S & P500
it has done so badly this year that it is now trading at a frighteningly low level. This usually presents an attractive opportunity for long-term investors.
The market benchmark, down more than 11% for the year, has just hit a “death cross”. This is when the index’s 50-day moving average drops below the 200-day number.
It’s a sign that something is on the way to the market, should anyone need more evidence. In normal times, when stocks are rising, the average of recent prices is above the 200-day figure because the long-term figure includes the levels where stocks were lower.

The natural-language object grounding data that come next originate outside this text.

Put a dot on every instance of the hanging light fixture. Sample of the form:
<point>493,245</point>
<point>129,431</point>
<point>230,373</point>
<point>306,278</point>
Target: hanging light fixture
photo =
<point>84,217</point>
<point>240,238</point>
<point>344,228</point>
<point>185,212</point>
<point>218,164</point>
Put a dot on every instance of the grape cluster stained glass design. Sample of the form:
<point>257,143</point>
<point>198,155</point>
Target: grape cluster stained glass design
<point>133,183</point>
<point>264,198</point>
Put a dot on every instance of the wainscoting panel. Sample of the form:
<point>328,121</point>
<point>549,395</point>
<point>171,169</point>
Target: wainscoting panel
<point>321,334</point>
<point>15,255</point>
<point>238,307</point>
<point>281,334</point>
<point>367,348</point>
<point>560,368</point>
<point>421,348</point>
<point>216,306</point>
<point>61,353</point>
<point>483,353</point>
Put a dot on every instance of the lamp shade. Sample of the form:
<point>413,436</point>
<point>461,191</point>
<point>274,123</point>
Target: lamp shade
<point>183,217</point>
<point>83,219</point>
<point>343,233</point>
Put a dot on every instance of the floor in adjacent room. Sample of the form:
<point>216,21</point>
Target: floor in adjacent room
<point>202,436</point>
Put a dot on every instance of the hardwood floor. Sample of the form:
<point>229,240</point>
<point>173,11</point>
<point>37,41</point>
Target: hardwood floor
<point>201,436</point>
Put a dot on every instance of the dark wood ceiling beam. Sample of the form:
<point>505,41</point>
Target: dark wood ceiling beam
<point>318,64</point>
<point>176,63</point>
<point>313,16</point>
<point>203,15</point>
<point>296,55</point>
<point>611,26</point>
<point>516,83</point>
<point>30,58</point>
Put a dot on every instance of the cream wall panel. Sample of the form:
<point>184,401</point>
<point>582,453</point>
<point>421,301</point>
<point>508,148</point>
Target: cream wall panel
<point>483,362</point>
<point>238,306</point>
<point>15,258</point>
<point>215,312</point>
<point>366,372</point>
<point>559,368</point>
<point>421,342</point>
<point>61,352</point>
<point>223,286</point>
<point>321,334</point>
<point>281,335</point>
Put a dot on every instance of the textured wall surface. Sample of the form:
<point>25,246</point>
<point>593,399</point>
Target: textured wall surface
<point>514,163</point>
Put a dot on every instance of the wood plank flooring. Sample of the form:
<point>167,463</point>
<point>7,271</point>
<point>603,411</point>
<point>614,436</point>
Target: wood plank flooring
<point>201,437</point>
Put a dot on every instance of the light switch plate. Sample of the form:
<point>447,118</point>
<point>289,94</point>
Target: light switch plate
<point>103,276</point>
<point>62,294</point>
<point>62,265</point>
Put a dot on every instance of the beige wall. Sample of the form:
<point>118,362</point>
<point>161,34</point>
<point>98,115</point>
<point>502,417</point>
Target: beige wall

Stock prices have fallen below their long-term trend as investors view the current risks to the economy as formidable. The Russia-Ukraine war led to sanctions on Russian commodity exports that reduced the amount of such commodities on the global market, causing prices to skyrocket.
As a result, consumers could withdraw from spending. Even before the Russian attack, inflation was taking off, putting pressure on central banks to slow the economy to keep prices in check. Central banks are already expected to raise interest rates several times this year.
The S&P 500 death cross brings the index’s 50-day moving average to around 4,465. This is below its 200-day moving average of 4,467. All it would take for the index to close with a death cross is for it to end below 4.377 on Monday; it was 4,199.90 in the early afternoon.
While that makes things bleak in the stock market, it’s probably a good time for long-term investors to buy stock. Historically, the S&P 500 tends to record impressive gains over the 12-month period following an initial close in a death cross. Based on the 53 times the index has closed in cross-death territory, the average gain over that range is 50.7%, according to market data from Dow Jones.
To be sure, the index finger can remain in a mortal cross for some time; the average period is 155 trading days. But once the gains materialize, they tend to be exciting. The last time the index closed in death cross territory was on March 30, 2020, when the sky appeared to be falling as the pandemic began. Since that time, the index has gained over 55% for the following year.
The point is that at some point, the macroeconomic risk that pushes stocks down is fully reflected in their prices. And as long as corporate earnings continue to rise, stocks will pick up again at some point.